Le XIXème siècle islandais s’avança doucement et paisiblement vers l’Indépendance. L’idée de la Nation émergea dans l’esprit islandais, la population sous règne étranger depuis six siècles commença à se regarder comme une entité différente de celle du Danemark, les Islandais agitèrent le drapeau de l’auto-déterminisme des mêmes bleus et blancs que leur environnement. L’identité islandaise se définit petit à petit, l’islandais fut valorisé, on immortalisa la beauté de de cette île glacée par la poésie et la peinture, et des artistes comme Ásgríms Jónsson firent comprendre au peuple que les roches alentour n’étaient pas seulement des obstacles à leur expansion, elles étaient aussi et surtout porteuses des origines du monde et d’une beauté incommensurable.
En 1848, une vague révolutionnaire scandait son chant libertaire sur toute l’Europe et le vent du Nord ne fut pas suffisamment puissant pour le pousser au-dehors de l’Islande. Le roi du Danemark fut obligé de renoncer à son pouvoir absolu et Jón Sigurðsson, leader du mouvement d’Indépendance, fit montre de virtuosité rhétorique pour défendre l’autonomie de son pays : la population avait, en effet, prêter allégeance au Roi absolu ; cependant, le monarque danois ayant renoncé à son absolutisme, l’Islande n’était plus tenue par son serment et la relation entre les deux pays devait être redéfinie.
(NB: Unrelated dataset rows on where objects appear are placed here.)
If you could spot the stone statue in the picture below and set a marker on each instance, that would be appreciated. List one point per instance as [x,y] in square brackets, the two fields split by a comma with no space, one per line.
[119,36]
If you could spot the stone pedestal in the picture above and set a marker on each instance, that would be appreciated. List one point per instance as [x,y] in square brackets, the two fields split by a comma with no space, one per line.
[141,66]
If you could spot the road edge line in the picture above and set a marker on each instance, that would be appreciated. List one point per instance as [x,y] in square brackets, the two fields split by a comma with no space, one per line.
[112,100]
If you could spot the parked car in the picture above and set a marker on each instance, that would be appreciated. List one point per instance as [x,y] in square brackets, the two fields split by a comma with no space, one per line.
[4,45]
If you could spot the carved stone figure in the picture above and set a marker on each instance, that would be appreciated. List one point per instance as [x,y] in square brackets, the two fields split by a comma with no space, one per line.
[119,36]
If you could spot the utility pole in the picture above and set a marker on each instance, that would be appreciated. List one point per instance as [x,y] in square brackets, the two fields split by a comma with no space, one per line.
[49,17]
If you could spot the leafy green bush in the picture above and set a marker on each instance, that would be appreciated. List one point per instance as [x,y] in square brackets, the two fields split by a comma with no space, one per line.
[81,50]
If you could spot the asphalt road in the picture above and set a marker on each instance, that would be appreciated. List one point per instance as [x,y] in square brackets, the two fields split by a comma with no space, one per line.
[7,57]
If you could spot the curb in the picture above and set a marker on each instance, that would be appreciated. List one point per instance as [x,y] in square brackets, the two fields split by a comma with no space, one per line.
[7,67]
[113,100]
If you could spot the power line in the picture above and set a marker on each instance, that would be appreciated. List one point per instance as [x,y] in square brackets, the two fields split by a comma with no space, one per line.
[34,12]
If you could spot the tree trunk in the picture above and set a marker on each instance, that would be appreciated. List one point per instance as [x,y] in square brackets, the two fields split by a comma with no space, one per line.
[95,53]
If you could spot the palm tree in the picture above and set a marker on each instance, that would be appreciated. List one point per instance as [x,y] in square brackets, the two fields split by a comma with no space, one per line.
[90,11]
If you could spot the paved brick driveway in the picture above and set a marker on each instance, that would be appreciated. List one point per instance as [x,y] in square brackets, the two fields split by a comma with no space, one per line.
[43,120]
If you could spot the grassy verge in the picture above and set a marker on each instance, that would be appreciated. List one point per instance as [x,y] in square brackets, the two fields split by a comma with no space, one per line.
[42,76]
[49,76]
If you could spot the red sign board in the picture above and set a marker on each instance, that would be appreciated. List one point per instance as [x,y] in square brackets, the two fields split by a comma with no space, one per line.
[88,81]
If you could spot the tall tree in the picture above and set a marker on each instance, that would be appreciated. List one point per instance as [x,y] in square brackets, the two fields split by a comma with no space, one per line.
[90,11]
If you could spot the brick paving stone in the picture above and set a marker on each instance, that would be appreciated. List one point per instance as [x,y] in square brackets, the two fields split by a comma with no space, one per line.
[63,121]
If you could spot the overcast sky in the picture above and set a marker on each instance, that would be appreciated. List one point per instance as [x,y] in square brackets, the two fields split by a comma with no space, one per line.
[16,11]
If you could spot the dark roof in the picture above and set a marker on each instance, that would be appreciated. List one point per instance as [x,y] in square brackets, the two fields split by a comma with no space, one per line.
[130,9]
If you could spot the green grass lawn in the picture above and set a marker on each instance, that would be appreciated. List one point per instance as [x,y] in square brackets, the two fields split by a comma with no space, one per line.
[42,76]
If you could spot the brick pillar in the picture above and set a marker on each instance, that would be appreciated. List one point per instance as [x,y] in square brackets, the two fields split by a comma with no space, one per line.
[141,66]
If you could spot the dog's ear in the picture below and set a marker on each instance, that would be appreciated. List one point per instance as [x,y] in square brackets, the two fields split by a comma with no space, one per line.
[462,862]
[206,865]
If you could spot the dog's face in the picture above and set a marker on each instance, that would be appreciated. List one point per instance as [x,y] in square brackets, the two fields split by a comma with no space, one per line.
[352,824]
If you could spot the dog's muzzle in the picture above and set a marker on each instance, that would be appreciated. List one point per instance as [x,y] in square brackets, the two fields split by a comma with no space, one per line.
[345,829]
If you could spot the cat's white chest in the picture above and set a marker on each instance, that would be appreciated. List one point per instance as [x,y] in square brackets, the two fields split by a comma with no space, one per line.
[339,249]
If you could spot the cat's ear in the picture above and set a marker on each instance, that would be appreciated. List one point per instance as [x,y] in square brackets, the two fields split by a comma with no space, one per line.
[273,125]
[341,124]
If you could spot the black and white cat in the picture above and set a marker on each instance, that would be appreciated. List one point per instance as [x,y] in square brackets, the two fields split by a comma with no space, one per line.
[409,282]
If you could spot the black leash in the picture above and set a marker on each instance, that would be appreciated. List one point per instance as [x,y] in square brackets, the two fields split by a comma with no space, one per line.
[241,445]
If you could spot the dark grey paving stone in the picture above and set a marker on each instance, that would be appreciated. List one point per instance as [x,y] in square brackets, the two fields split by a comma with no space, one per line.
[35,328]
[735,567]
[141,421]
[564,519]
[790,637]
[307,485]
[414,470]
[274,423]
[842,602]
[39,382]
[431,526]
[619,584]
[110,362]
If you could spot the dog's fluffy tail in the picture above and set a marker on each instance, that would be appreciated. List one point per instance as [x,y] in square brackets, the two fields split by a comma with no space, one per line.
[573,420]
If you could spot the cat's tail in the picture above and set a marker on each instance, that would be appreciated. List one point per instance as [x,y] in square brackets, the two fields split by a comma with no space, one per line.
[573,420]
Les réfractaires danois arguèrent alors des sempiternelles excuses colonisatrices : l’Islande était un fardeau économique pour la Couronne, elle s’était endettée auprès l’Etat et ne pouvait pas clamer son indépendance sans rembourser son dû. Néanmoins, Jon ne se laissa pas amadouer, remettant les pendules à l’heure de qui était endetté auprès de qui : le Danemark, par son monopole, avait fait des profits considérables sur le dos de l’Islande au fil des années ; l’Islande était le prêteur, non pas le payeur.
Ainsi, en 1851, les Islandais demandèrent, par la voix de l’Alpingi, assemblée parallèle crée en 1845, sa propre gouvernance, qui leur fut réfutée par les autorités danoises. Cette « National Convention » fut pourtant décisive sur la question de l’Indépendance, puisque l’Alpingi obtint en 1874 la charge du pouvoir législatif qui conduirait en 1904 à la mise en place d’un Home Rule en Islande.

La dernière bataille se livrera autour de la question du drapeau. L’Islande était toujours tenue d’arborer le drapeau danois au début des années 1910, mais elle lui préférait la croix blanche de ses glaciers sur fond bleu de son ciel, son océan et ses montagnes. Quand ce drapeau illégalement et fièrement amarré sur un bateau au port de Reykjavik en 1913 fut interdit, la population gronda et le gouvernement danois finit par céder : en 1915, l’Islande était fière détentrice de sa croix blanche sur fond bleu à laquelle elle avait accolé le liseré rouge de ses volcans.
Mais l’Indépendance véritable et absolue de l’Islande ne sera finalement actée que le 17 juin 1944, alors que la Seconde Guerre Mondiale livre sa dernière année de combats.